Everything is exotic in the Amazon rainforest: the hues of the jungle, the taste of the air, the muddiness of the river, the vibration of the sounds, even the constellations carved in the sky. The elusive presence of primitive tribes cozing with the spirits that reside in each star, plant, or animal frames an alien reality that befriends – or, often, intimidates – the visitor. Undoubtedly, there is an all-powerful shamanic energy in the area.
We decided to spend a few days in the jungle while visiting Peru last summer. We crouched behind trees, paddled quietly on the tributaries, tip-toed along leaf-covered footpaths, and held our breath while waiting for the forest to reveal some of its secrets. To my dismay, anacondas preferred to linger in their clammy depths, piranhas scorned the crumbs of peace we generously offered, and the colorful tribes religiously protected the mystery of their identity remaining hidden in the uncharted parts of the jungle. Still, we had our fair share of exotic encounters, some deceptively small, others flamboyant and vibrant.
The Bullet Ants
The venom of this tiny creature is so strong that victims compare the pain of its sting to being hit by a bullet – hence its name. Notorious for its unique superpower, the insect is also widely known as the “24-hour ant” because the effects of its poison last for a full day and, in general, bears numerous other names in local dialects, Spanish, or Portuguese. I was lucky to keep my acquaintance brief and safely distant – approaching a colony just enough to take a quick photo in the darkness of the night.
The Leaf-Cutter Ants
They exist for 60 million years and are considered to be the first farmers on the planet. Their nests are built at a depth of 6-8 meters with a width of an average of 50-60m, and the size and complexity of their society compare only to that of the humans. At the center of their nests, they construct big circular farming areas where they cultivate fungus to use for their nutrition. This fungus is fed with leaves, grass, and flowers brought from the surface. Amazingly enough, it takes just 24 hours for these ants to defoliate a full tree – and considering the size of the trees in the rainforest, this is no small feat.
The Walking Tree
Unbelievable as it sounds, it seems to be true: some trees do walk, though obviously not very fast! The particular kind stands on stilt roots which, depending on the needs of the plant, grow in new directions (while old parts of the root decay), thus allowing the tree to shift weight and move over time, securing the needed sunlight from above and nutrition from the ground. Who knew that Ents were not entirely fictional after all!

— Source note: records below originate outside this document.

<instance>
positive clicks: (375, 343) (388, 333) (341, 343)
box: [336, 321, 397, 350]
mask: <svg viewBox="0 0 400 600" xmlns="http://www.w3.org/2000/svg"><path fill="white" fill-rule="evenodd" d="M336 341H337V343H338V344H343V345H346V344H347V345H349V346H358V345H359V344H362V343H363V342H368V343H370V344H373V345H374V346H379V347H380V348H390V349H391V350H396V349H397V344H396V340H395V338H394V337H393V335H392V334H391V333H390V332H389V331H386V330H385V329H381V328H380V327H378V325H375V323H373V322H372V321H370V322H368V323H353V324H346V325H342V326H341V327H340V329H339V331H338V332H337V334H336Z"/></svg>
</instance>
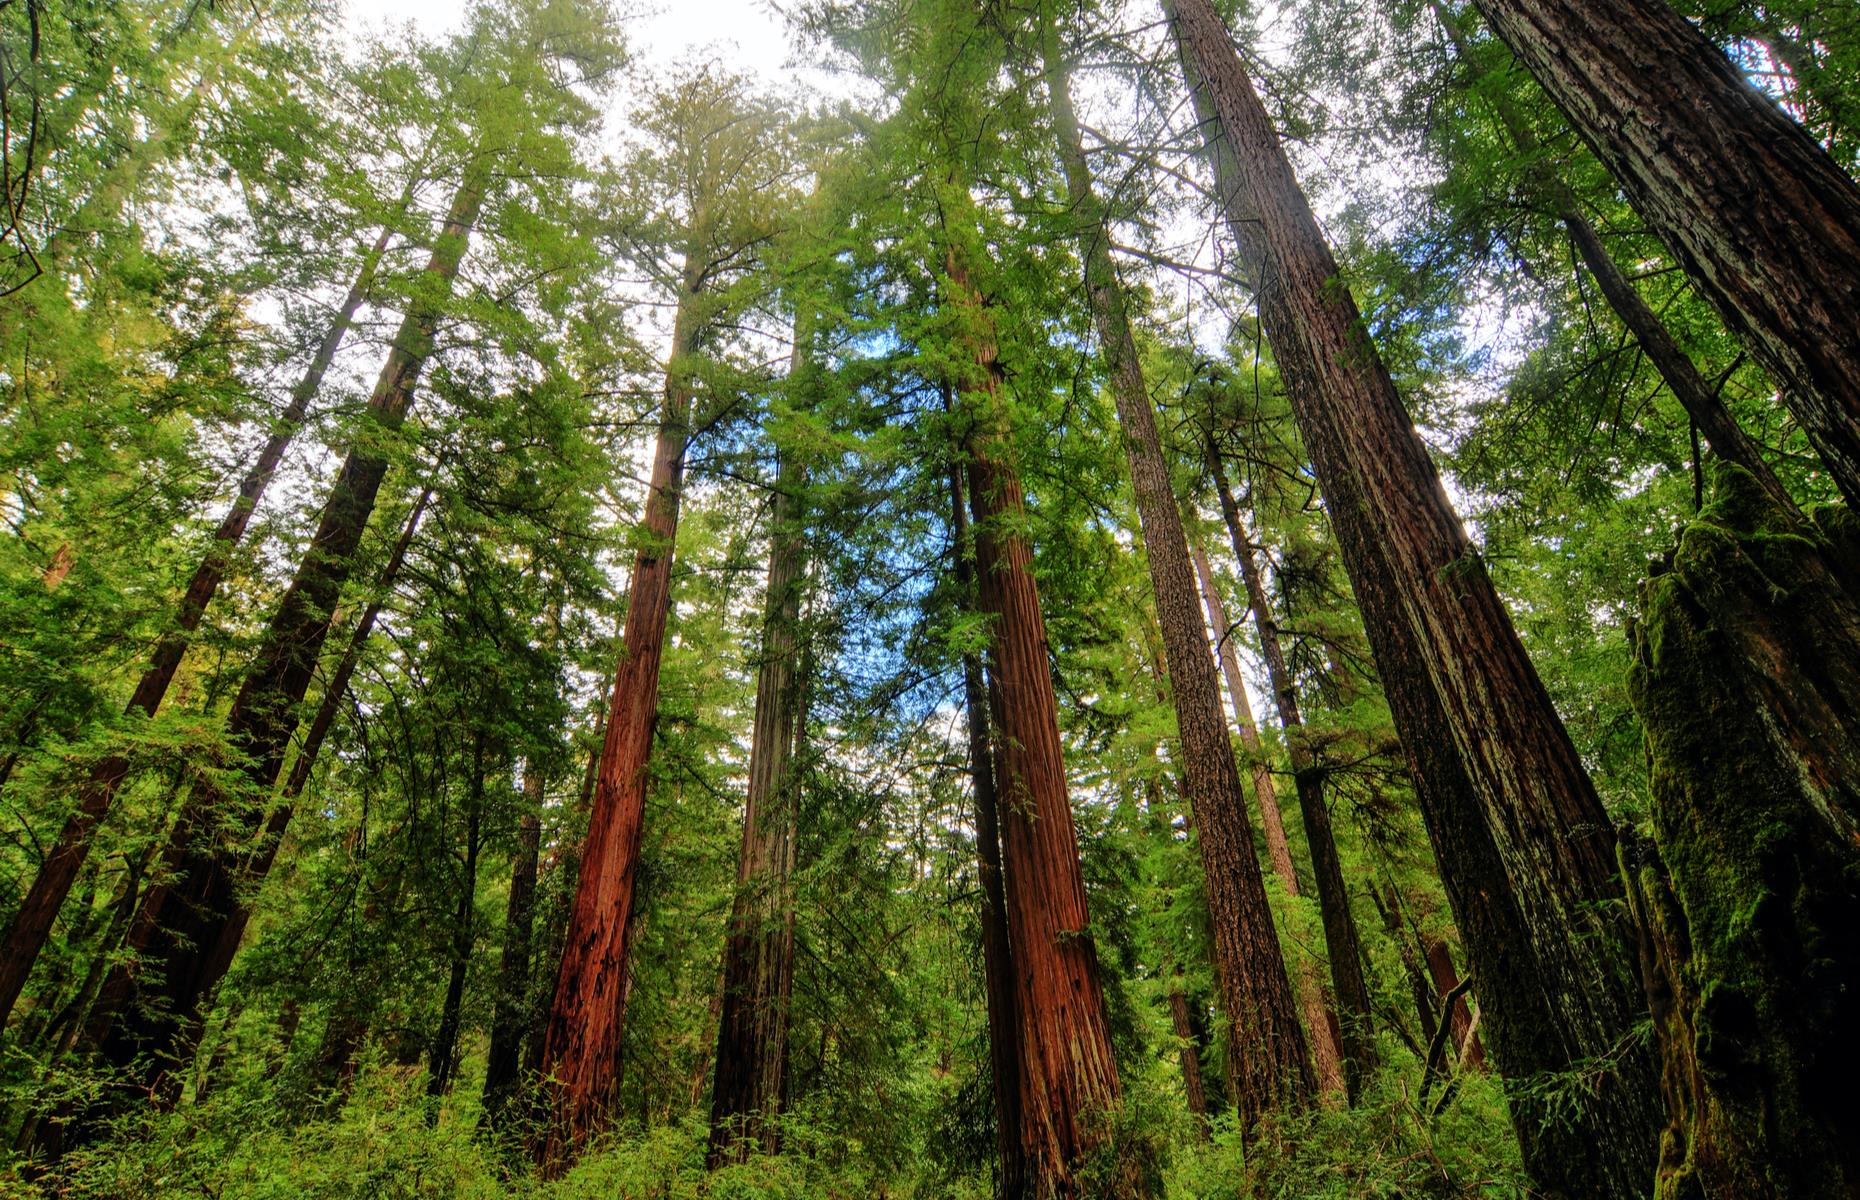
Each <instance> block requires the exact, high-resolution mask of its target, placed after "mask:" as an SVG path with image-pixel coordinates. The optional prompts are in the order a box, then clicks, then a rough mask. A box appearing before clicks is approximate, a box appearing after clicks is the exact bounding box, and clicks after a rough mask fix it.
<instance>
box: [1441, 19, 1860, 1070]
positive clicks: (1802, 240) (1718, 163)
mask: <svg viewBox="0 0 1860 1200" xmlns="http://www.w3.org/2000/svg"><path fill="white" fill-rule="evenodd" d="M1473 4H1475V7H1477V9H1479V11H1481V13H1482V15H1484V19H1486V20H1488V22H1490V24H1492V30H1494V32H1495V33H1497V35H1499V37H1501V39H1503V41H1505V45H1508V47H1510V50H1512V54H1516V56H1518V61H1521V63H1523V65H1525V69H1527V71H1529V73H1531V74H1533V76H1535V78H1536V82H1538V84H1540V86H1542V87H1544V91H1546V93H1549V99H1551V100H1555V104H1557V108H1561V110H1562V113H1564V117H1568V121H1570V125H1572V127H1574V128H1575V132H1577V134H1581V136H1583V141H1587V143H1588V147H1590V149H1592V151H1594V153H1596V158H1600V160H1601V164H1603V166H1605V167H1607V169H1609V173H1613V175H1614V180H1616V182H1618V184H1620V186H1622V192H1624V193H1626V195H1628V203H1631V205H1633V207H1635V210H1637V212H1639V214H1641V218H1642V220H1646V223H1648V225H1650V227H1652V229H1654V233H1657V234H1659V238H1661V240H1663V242H1665V244H1667V249H1670V251H1672V255H1674V259H1676V260H1678V262H1680V266H1683V268H1685V273H1687V275H1689V277H1691V281H1693V287H1696V288H1698V292H1700V294H1702V296H1704V298H1706V300H1707V301H1711V305H1713V307H1715V309H1717V311H1719V316H1722V318H1724V324H1726V326H1730V329H1732V331H1734V333H1737V337H1741V339H1743V340H1745V344H1747V346H1748V348H1750V353H1752V357H1756V361H1758V363H1760V365H1763V368H1765V370H1769V374H1771V378H1774V380H1776V381H1778V383H1780V385H1782V394H1784V402H1786V404H1787V406H1789V411H1791V413H1795V419H1797V422H1800V426H1802V432H1804V433H1806V435H1808V439H1810V443H1814V447H1815V452H1817V454H1819V456H1821V461H1823V463H1825V465H1827V469H1828V474H1830V476H1832V478H1834V484H1836V486H1838V487H1840V489H1841V495H1845V497H1847V500H1849V502H1856V504H1860V322H1856V320H1854V294H1856V292H1860V186H1856V184H1854V180H1853V177H1851V175H1847V173H1845V171H1843V169H1841V167H1840V166H1836V164H1834V160H1832V158H1828V153H1827V151H1825V149H1823V147H1821V145H1819V143H1817V141H1815V140H1814V138H1812V136H1808V132H1806V130H1804V128H1802V127H1800V125H1797V123H1795V121H1791V119H1789V117H1787V115H1786V113H1782V112H1780V110H1778V108H1776V102H1774V100H1771V99H1769V97H1765V95H1761V93H1758V91H1756V87H1752V86H1750V82H1748V80H1745V78H1743V74H1741V73H1739V71H1737V67H1735V65H1734V63H1732V61H1730V60H1728V58H1726V56H1724V52H1722V50H1719V48H1717V47H1715V45H1711V41H1709V39H1707V37H1706V35H1704V33H1702V32H1700V30H1698V26H1694V24H1693V22H1689V20H1687V19H1685V17H1681V15H1680V13H1678V11H1676V9H1674V7H1672V6H1670V4H1667V0H1596V2H1590V0H1473ZM1499 1057H1501V1059H1503V1053H1499Z"/></svg>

Every floating piece of wood looked like a lurking caiman, ready to attack. We spent hours on the river, eyes stretched wide, searching for mysterious wildlife, discarding, again and again, the random branches that were gliding slyly next to our boat. In the end, we were rewarded with several caiman toddlers basking under the sun, and a rare dwarf caiman which, though being the largest alligator we saw on this expedition, is still quite smaller than the normal-size caimans that live in the area.
Officially called “Hoatzin,” this bird with the blue face and the spiky crest comes with a lot of surprises. When young, it resembles a dragon: with its claws at the front digits of its wings, it climbs its way on the trees rather than flying. As it grows, its more widely-known nickname comes from the foul odour that emanates during the digestive process of its food. I was too far away to experience this first-hand, but I preferred to trust the testimony of our guide.
The Red Howling Monkeys
A daunting moan of unknown origin, unnaturally long and tenacious, traveling like a sonic snake among the tree trunks, shattered the serenity of the night. It occasionally seemed to wane as if moving away, only to return even more thundering and intimidating. It felt as if the pits of hell had opened, and the souls of the damned were taking over the surface of the earth. For a few moments, we remained frozen in our beds, eyes searching the darkness nervously, expecting something big and horrible to land from the jungle directly into our rooms. At breakfast, we were informed that it was just the red howling monkeys passing by our lodge.
Traffic was minimal at our birdwatching spot: a toucan; an orange-cheeked parrot; a yellow-crowned parrot. We sat for about 90 minutes as silently as a group of people who are getting bored but, still, are trying to respect the moment, can be. The first macaw appeared the minute we had lost hope and were about to leave. It lightly rested on the tallest branch of the furthest tree on one side of the river bank, imperceptibly signaling to the rest of his species. A second macaw appeared on the other side, remaining as remote as the first one. A couple more flew in, hesitantly scouting the area, before settling on another branch, just a tiny bit lower, closer to the ground.
Gradually, more and more appeared, summing up to a flock of considerable size: they lazed on branches or initiated vivid gossipy interactions, occasionally flying from one side of the river to the other, getting, with every move, closer to the ground. Finally, they all encircled a barren piece of land that was sloping over the river, rested briefly there – just enough to extract from the earth a mineral that is vital for the proper absorption of their food – and then flew off in a sudden, massive wave. Even though the target of this daily practice lasted only a few minutes, the whole routine took more than 1.5 hours to complete.